Am 16. Mai fand in St. Wendel die Veranstaltung “Lesen macht stark”, organisiert von der Servicestelle „Kultur macht stark“ Saarland in Zusammenarbeit mit dem Landkreis und dem Institut für Lehrerfort- und Weiterbildung. In einem Vortrag durfte ich dort Einblicke in die praktische Arbeit bei den "“Wörterwelten” geben. Was ich dort erzählt habe, kannst du hier nachlesen - zumindest ansatzweise, denn den Vortrag habe ich sehr viel freier gestaltet.

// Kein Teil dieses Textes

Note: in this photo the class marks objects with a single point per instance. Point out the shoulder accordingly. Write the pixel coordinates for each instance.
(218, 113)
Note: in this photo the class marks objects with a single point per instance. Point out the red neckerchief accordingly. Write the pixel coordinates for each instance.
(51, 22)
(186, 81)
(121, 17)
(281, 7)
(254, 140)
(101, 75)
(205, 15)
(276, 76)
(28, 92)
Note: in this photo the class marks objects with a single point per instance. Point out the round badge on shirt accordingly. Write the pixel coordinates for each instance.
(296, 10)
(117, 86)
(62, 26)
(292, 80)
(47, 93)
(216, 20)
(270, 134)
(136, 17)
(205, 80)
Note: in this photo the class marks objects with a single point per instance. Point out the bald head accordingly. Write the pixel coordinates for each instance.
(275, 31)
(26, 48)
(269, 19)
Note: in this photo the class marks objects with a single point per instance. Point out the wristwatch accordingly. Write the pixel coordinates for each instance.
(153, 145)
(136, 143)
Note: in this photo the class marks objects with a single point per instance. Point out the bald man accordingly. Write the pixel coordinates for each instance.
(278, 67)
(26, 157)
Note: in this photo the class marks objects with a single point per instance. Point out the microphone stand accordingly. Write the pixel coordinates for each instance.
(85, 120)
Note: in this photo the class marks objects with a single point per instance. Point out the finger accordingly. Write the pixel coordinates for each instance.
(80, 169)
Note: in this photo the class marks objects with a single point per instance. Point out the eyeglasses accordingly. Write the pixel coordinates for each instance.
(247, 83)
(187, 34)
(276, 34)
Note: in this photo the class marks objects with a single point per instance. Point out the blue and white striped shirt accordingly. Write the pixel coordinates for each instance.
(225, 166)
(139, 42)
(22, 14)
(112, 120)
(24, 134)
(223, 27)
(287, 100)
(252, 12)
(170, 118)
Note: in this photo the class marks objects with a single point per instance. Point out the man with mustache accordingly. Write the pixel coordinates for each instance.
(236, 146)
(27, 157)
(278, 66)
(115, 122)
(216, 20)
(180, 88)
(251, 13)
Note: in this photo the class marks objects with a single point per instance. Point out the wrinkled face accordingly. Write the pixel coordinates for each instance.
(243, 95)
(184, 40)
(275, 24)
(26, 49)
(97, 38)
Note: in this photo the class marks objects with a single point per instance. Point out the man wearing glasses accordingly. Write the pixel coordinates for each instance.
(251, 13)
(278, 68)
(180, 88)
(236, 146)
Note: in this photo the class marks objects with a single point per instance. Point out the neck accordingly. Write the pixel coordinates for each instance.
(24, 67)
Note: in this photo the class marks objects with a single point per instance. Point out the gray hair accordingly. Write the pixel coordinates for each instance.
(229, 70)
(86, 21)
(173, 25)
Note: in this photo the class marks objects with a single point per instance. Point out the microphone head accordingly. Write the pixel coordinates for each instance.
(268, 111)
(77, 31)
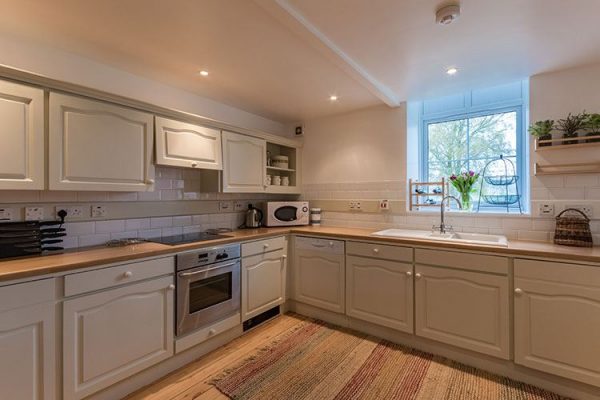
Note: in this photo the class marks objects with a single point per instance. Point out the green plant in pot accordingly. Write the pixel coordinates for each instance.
(593, 124)
(571, 126)
(542, 130)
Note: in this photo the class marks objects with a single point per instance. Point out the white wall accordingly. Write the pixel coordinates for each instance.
(60, 65)
(361, 155)
(362, 146)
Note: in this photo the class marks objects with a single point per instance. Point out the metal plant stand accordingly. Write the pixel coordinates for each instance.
(499, 186)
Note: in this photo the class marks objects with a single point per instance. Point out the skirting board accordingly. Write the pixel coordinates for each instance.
(549, 382)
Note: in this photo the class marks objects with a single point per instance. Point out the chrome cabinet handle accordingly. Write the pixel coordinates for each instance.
(184, 274)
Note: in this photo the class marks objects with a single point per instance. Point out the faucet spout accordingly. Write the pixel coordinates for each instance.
(442, 222)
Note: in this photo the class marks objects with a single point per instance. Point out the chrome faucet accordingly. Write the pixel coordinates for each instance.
(443, 226)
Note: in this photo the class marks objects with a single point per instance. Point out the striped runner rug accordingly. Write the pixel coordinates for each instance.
(319, 361)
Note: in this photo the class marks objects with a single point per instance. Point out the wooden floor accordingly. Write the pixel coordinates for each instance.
(190, 382)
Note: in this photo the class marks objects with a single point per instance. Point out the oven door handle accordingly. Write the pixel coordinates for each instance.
(186, 274)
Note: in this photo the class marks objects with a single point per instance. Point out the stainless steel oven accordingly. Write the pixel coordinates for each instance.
(208, 287)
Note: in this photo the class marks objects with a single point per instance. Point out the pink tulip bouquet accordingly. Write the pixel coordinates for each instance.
(464, 183)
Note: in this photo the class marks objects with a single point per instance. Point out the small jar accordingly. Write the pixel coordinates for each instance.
(315, 216)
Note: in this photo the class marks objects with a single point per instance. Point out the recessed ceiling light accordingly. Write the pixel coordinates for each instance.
(452, 71)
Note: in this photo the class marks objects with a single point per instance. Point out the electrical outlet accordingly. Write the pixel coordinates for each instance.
(225, 206)
(99, 211)
(74, 212)
(587, 209)
(355, 205)
(384, 205)
(34, 213)
(239, 206)
(546, 210)
(7, 214)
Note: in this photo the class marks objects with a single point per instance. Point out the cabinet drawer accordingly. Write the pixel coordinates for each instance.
(385, 252)
(26, 294)
(120, 275)
(317, 244)
(263, 246)
(469, 261)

Mein Name ist Tanja Karmann, ich bin Autorin, hauptsächlich im Bereich der Phantastik und da auch gern im Kinder- und Jugendbereich, und freue mich, Ihnen nun einen kleinen Einblick in die Praxis des Wörterwelten-Projekts geben zu dürfen. Das passt gerade ziemlich gut – denn tatsächlich bin ich aktuell mitten in einem solchen Projekt und zwar an einer Grundschule in Ensdorf. Dort wird das Schreibprojekt im Rahmen der freiwilligen Ganztagsschule realisiert. Es sind die zweiten Wörterwelten, die ich durchführen darf, die ersten fanden vor zwei Jahren an der Robert-Bosch-Realschule in Homburg statt. Dort waren die Teilnehmer ein gutes Stück älter, zwischen 12 und 15 Jahren, und diese paar Jahre machen natürlich einen gewaltigen Unterschied.

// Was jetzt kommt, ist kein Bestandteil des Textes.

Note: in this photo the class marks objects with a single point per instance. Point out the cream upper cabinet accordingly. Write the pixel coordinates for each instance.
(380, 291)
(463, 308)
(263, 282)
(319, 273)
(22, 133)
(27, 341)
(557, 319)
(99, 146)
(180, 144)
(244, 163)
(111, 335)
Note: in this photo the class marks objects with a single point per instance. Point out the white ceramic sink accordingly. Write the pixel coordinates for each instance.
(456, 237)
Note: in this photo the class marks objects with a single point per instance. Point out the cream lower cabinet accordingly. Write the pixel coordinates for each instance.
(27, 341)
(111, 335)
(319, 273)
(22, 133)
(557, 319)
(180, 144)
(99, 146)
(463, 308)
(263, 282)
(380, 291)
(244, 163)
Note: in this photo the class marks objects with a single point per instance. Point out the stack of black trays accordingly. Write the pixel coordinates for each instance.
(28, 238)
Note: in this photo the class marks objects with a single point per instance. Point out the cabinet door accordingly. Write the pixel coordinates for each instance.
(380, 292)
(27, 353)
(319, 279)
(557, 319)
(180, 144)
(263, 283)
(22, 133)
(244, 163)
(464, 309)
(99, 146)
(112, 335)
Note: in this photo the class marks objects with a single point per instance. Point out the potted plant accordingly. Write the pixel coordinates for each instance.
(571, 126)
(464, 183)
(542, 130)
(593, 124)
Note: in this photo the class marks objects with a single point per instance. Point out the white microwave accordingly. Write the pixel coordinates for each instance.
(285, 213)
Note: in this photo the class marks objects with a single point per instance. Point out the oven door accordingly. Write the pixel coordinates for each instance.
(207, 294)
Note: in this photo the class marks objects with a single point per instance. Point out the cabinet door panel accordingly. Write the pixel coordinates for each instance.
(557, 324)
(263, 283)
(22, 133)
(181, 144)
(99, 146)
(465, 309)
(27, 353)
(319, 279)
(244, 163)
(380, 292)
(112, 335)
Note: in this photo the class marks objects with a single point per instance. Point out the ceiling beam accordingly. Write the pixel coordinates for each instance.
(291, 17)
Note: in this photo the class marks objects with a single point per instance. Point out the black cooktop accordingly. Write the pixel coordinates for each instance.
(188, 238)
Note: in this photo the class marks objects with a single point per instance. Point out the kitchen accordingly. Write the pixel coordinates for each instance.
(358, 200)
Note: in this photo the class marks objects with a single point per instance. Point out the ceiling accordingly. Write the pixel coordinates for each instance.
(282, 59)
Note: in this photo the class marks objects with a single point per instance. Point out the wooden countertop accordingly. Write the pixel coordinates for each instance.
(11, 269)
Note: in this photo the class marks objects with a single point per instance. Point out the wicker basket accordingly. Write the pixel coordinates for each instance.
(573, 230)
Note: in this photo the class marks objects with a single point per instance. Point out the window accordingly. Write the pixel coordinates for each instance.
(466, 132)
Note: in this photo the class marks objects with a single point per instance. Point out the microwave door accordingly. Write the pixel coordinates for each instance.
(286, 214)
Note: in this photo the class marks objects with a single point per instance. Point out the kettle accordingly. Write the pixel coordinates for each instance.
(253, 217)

Es ist immer sehr spannend, die TeilnehmerInnen kennenzulernen. Da gibt es die SuS, denen man die Liebe zum Buch im Allgemeinen und den Hang zum Schreiben förmlich ansieht. Und dann gibt es die, denen man es auf den ersten Blick nicht zutraut. Wo man sich insgeheim ein bisschen fragt, warum die jetzt in diesem Projekt sind. Das sind die genau die Kinder, die wir erreichen wollen.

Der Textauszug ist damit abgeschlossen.